Изменить размер шрифта - +
 — Ты, это, прощай, что ли.

— Какой прощай, ты вообще о че…

— Заткнись, — я сделал усилие, как в прошлый раз, и голос в голове исчез.

Кельпи надоело красоваться и он, заржав, прыгнул прямо на меня. Я не отступал и не оглядывался, надеясь, что Назаровой за моей спиной все же нет. Остановившись прямо передо мной, жеребец повернулся боком, словно предлагая сесть к себе на спину.

— Ну, хорошо, покатаемся, коль дозволяешь, — прошептал я, делая к волшебному коню шаг.

Без седла я ездил и даже объезжал лошадей, но вот без узды и удил, еще не доводилось. Как-то дать привыкнуть к себе, и хоть какой-нибудь обрывок веревки набросить возможности не было, но я прекрасно помнил слова Ольги о том, что шанс усидеть, жеребец дает лишь единожды. Помня все это, я решительно ухватился за гриву и взлетел к нему на спину, сразу же сжав бока ногами. К счастью, на моих тяжелых ботинках был небольшой каблук, оббитый железом, который я вполне мог использовать как шпоры.

Почувствовав седока, конь, радостно заржав, скакнул, сразу же перейдя в галоп, направляясь к воде.

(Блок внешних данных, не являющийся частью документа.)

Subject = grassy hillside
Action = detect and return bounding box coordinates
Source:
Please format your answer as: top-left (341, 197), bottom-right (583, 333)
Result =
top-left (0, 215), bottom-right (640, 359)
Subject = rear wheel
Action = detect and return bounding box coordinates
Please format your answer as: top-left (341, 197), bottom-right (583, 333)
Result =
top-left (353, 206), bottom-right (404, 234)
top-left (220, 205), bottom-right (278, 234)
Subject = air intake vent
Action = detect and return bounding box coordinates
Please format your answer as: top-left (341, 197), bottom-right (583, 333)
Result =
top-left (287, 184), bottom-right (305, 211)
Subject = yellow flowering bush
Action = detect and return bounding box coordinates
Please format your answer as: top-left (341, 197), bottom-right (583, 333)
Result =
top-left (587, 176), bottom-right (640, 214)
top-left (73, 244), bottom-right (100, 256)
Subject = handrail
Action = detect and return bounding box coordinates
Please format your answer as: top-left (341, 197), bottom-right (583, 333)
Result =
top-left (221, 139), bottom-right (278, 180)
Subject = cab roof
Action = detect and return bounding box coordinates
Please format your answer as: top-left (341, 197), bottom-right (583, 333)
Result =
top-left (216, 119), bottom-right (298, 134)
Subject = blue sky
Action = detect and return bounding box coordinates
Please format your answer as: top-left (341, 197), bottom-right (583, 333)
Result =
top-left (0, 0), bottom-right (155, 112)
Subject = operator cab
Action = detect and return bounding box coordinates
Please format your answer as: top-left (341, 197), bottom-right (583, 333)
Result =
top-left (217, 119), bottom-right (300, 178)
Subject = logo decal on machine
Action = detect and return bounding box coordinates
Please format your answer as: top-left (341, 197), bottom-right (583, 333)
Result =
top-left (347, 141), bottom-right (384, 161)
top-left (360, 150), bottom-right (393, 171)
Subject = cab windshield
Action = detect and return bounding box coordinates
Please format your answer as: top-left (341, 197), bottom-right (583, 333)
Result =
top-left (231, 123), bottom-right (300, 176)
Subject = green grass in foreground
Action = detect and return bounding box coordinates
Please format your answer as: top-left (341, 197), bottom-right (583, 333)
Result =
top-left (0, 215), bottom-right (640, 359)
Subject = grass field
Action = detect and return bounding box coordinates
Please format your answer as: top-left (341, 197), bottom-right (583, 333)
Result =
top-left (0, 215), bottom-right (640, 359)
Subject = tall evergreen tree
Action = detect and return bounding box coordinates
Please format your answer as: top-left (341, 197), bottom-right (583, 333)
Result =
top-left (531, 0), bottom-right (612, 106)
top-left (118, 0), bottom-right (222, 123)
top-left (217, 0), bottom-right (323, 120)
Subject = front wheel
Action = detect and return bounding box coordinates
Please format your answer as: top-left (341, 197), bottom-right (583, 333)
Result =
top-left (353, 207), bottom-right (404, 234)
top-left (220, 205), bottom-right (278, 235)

Позади завизжала Назарова. Вот же дура! Неужели не понятно, что бежать надо! Но мысли об оставленной за спиной девушке вылетели из головы, и я сосредоточился на том, чтобы не дать коню окунуть меня в воду. Время любых любований закончилось, нужно было действовать жестко, чтобы дать почувствовать коню, кто здесь главный.

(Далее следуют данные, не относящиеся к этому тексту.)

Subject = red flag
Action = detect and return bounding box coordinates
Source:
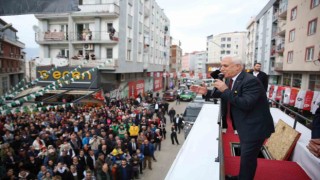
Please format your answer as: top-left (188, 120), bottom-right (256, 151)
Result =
top-left (93, 89), bottom-right (104, 101)
top-left (289, 88), bottom-right (299, 106)
top-left (303, 91), bottom-right (313, 111)
top-left (276, 86), bottom-right (285, 101)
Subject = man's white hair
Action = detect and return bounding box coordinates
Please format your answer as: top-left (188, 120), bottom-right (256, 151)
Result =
top-left (224, 56), bottom-right (243, 65)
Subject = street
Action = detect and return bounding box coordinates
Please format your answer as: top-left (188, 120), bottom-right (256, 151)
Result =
top-left (140, 101), bottom-right (188, 180)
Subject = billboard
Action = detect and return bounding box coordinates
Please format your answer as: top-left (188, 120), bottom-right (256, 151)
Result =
top-left (36, 66), bottom-right (100, 89)
top-left (0, 0), bottom-right (80, 16)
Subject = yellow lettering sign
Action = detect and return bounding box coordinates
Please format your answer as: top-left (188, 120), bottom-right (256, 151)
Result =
top-left (38, 70), bottom-right (49, 79)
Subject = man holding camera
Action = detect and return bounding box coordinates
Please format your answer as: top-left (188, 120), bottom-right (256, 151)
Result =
top-left (214, 56), bottom-right (274, 180)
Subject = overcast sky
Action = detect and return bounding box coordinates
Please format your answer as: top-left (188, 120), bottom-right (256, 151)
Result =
top-left (1, 0), bottom-right (269, 53)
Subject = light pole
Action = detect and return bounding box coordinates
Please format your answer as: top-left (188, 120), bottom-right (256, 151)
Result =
top-left (0, 23), bottom-right (12, 32)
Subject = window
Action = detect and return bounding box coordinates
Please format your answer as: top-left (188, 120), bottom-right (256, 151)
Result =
top-left (2, 77), bottom-right (8, 94)
top-left (308, 18), bottom-right (318, 36)
top-left (306, 46), bottom-right (314, 61)
top-left (311, 0), bottom-right (320, 9)
top-left (287, 51), bottom-right (293, 63)
top-left (292, 74), bottom-right (302, 88)
top-left (308, 74), bottom-right (320, 91)
top-left (127, 49), bottom-right (131, 61)
top-left (290, 7), bottom-right (297, 21)
top-left (107, 48), bottom-right (113, 59)
top-left (283, 73), bottom-right (291, 86)
top-left (289, 29), bottom-right (296, 42)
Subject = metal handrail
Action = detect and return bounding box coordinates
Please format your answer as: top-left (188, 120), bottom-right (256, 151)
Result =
top-left (215, 100), bottom-right (225, 180)
top-left (269, 99), bottom-right (312, 129)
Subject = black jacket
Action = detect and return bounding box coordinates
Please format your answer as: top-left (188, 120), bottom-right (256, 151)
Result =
top-left (249, 71), bottom-right (268, 92)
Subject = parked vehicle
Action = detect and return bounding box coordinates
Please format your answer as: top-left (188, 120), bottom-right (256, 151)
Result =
top-left (183, 102), bottom-right (203, 138)
top-left (202, 79), bottom-right (214, 87)
top-left (180, 90), bottom-right (196, 101)
top-left (192, 94), bottom-right (206, 103)
top-left (177, 84), bottom-right (188, 95)
top-left (162, 90), bottom-right (178, 101)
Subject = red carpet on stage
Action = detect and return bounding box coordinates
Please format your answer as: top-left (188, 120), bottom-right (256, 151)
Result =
top-left (222, 116), bottom-right (310, 180)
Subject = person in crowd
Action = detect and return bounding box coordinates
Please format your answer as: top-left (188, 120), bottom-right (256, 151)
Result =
top-left (168, 107), bottom-right (176, 123)
top-left (97, 163), bottom-right (113, 180)
top-left (173, 114), bottom-right (182, 134)
top-left (140, 139), bottom-right (154, 170)
top-left (214, 56), bottom-right (274, 179)
top-left (249, 62), bottom-right (268, 92)
top-left (171, 125), bottom-right (179, 145)
top-left (176, 94), bottom-right (180, 105)
top-left (311, 103), bottom-right (320, 139)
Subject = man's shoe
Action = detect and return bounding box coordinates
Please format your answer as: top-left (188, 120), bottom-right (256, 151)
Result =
top-left (225, 175), bottom-right (238, 180)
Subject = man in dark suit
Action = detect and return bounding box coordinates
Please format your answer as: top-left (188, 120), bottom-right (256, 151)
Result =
top-left (249, 63), bottom-right (268, 92)
top-left (214, 56), bottom-right (274, 180)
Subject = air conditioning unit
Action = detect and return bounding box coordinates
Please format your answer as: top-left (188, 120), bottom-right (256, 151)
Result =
top-left (84, 44), bottom-right (93, 50)
top-left (116, 74), bottom-right (126, 82)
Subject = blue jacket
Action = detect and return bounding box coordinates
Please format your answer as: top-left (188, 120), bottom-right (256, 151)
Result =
top-left (140, 143), bottom-right (154, 156)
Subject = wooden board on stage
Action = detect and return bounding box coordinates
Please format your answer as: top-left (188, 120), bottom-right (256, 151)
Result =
top-left (265, 119), bottom-right (301, 160)
top-left (190, 85), bottom-right (208, 95)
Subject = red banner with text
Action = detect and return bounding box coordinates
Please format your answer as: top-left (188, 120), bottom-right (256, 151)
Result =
top-left (303, 91), bottom-right (313, 111)
top-left (128, 80), bottom-right (144, 98)
top-left (153, 77), bottom-right (162, 91)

Рывком переместившись вплотную к шее, я схватил его за гриву и с силой дернул, заставляя заржать от боли и слегка запрокинуть голову. Конь сбился с шага и замедлил ход, что позволило мне придвинуться еще ближе. Одной рукой крепко держась за гриву и помогая себе ногами, другой рукой я сумел схватить его за теплые ноздри. Сунув пальцы внутрь, сильно сжал и рванул на себя.

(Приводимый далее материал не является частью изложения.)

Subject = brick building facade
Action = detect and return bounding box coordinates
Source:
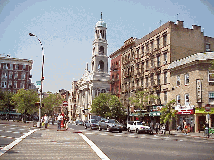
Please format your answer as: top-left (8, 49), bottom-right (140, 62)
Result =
top-left (0, 56), bottom-right (33, 93)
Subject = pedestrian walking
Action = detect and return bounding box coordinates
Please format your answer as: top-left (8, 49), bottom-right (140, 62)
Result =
top-left (43, 114), bottom-right (49, 128)
top-left (57, 114), bottom-right (63, 131)
top-left (155, 122), bottom-right (160, 133)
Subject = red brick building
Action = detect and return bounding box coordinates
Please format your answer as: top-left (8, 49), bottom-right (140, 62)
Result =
top-left (0, 56), bottom-right (33, 93)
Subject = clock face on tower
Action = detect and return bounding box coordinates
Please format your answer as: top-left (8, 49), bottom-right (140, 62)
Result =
top-left (99, 46), bottom-right (104, 55)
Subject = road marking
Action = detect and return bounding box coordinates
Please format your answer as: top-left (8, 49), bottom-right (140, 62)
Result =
top-left (0, 129), bottom-right (37, 156)
top-left (78, 133), bottom-right (110, 160)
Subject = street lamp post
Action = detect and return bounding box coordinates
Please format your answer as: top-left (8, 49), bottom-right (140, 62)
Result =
top-left (29, 33), bottom-right (45, 128)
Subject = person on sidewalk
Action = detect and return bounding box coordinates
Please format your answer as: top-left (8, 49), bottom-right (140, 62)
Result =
top-left (44, 114), bottom-right (49, 128)
top-left (57, 114), bottom-right (63, 131)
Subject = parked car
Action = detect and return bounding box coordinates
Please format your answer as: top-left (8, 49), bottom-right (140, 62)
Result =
top-left (99, 119), bottom-right (123, 133)
top-left (128, 121), bottom-right (153, 134)
top-left (75, 120), bottom-right (83, 126)
top-left (85, 119), bottom-right (99, 130)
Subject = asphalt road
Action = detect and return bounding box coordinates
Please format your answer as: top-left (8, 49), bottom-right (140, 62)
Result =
top-left (0, 121), bottom-right (33, 149)
top-left (71, 125), bottom-right (214, 160)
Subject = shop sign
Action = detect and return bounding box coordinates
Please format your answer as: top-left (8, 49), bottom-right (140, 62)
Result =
top-left (205, 104), bottom-right (210, 112)
top-left (176, 109), bottom-right (194, 114)
top-left (196, 79), bottom-right (202, 102)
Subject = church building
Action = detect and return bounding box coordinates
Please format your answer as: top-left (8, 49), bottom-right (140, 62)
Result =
top-left (68, 13), bottom-right (110, 121)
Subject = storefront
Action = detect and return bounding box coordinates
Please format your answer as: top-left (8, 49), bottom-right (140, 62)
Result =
top-left (195, 108), bottom-right (214, 132)
top-left (175, 105), bottom-right (195, 132)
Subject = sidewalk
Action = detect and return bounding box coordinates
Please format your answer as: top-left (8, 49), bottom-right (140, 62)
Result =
top-left (155, 130), bottom-right (214, 139)
top-left (0, 123), bottom-right (100, 160)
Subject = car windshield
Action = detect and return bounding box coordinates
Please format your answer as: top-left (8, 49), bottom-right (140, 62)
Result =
top-left (91, 119), bottom-right (97, 123)
top-left (137, 122), bottom-right (142, 125)
top-left (109, 119), bottom-right (115, 123)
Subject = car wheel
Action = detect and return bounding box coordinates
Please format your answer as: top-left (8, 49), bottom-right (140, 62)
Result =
top-left (136, 129), bottom-right (140, 134)
top-left (106, 126), bottom-right (110, 132)
top-left (99, 126), bottom-right (102, 131)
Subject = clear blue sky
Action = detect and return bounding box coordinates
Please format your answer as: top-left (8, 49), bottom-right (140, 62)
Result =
top-left (0, 0), bottom-right (214, 92)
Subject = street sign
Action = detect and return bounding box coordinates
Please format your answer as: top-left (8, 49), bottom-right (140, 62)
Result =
top-left (36, 81), bottom-right (41, 85)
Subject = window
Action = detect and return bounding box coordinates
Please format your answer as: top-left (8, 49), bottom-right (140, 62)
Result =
top-left (209, 92), bottom-right (214, 104)
top-left (99, 46), bottom-right (104, 55)
top-left (184, 73), bottom-right (189, 85)
top-left (146, 77), bottom-right (149, 87)
top-left (14, 72), bottom-right (18, 78)
top-left (151, 40), bottom-right (154, 51)
top-left (184, 94), bottom-right (189, 106)
top-left (164, 92), bottom-right (167, 104)
top-left (177, 75), bottom-right (181, 86)
top-left (206, 43), bottom-right (210, 52)
top-left (13, 81), bottom-right (17, 88)
top-left (9, 72), bottom-right (13, 79)
top-left (151, 58), bottom-right (154, 67)
top-left (8, 81), bottom-right (13, 88)
top-left (157, 74), bottom-right (160, 85)
top-left (3, 63), bottom-right (7, 69)
top-left (1, 71), bottom-right (7, 79)
top-left (164, 72), bottom-right (167, 84)
top-left (141, 46), bottom-right (144, 57)
top-left (1, 81), bottom-right (7, 88)
top-left (176, 95), bottom-right (181, 105)
top-left (21, 73), bottom-right (25, 79)
top-left (146, 60), bottom-right (149, 70)
top-left (20, 82), bottom-right (25, 88)
top-left (163, 33), bottom-right (167, 47)
top-left (157, 37), bottom-right (160, 49)
top-left (10, 64), bottom-right (13, 70)
top-left (22, 64), bottom-right (26, 70)
top-left (208, 70), bottom-right (214, 82)
top-left (157, 56), bottom-right (160, 67)
top-left (163, 52), bottom-right (167, 64)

Вот тут конь растерял все остатки своей волшебности, превратившись в простую необъезженную скотину.

Он визжал, подбрасывал круп, и прыгал на месте, пытаясь сбросить меня с себя. Не тут-то было. Держался я крепко и уверенно, еще и всаживая подкованные каблуки в бока, доставляя животному дополнительную боль, и не отпускал бархатистые ноздри — коль удил не было, надо было как-то выкручиваться. Все он чувствует, только место нужно знать, куда надавать, у каждого животного, как и у человека, есть свое слабое месте. Нет абсолютно защищенных и бессмертных тварей на земле. И поведение кельпи было явным тому доказательством.

Сколько продолжалась эта дикая скачка я не знал. Для меня прошли часы, как минимум. Наконец, конь выдохся. Он встал, как вкопанный, и лишь жалобно ржал, а по его телу пробегала крупная дрожь.

Посидев, не отпуская его еще немного, я, наконец, с трудом вытащил и разжал, словно судорогой сведенные пальцы, и сполз с бока дрожащего животного на землю. Ноги подкашивались, и во всем теле было ощущение, что меня долго били палками, а потом пинали, проходясь по спине и ребрам. Тем не менее, я нашел в себе силы, чтобы встать с левого боку, как меня учили от косящегося на меня коня и потрепать его по шее.

— Ну, ты же понимаешь, что сам виноват? Не хотел бы меня утопить, я бы тебе боли не причинил. Но, если еще попытаешься хулиганить, то я тебя запросто убью, и не буду смотреть на то, какой ты красавец. А теперь иди, — и я хлопнул его по холке. Но жеребец продолжал стоять, подрагивая и косясь темными глазами, из которых исчез красный дьявольский блеск. — Иди! — рыкнув, я ударил уже сильнее, и только тогда кельпи сорвался с места и с разгона впрыгнул в реку, до которой он, как оказалось не доскакал со мной на спине совсем немного. Я смотрел как жеребец словно нырнул и скрылся в воде. Все это время ждал, когда он всплывет, чтобы сделать хотя бы вдох, но из воды он так и не появился.

— Петя, Петенька, — ко мне подлетела Назарова и принялась ощупывать, подвывая на одной ноте, отвлекая от созерцания водной глади.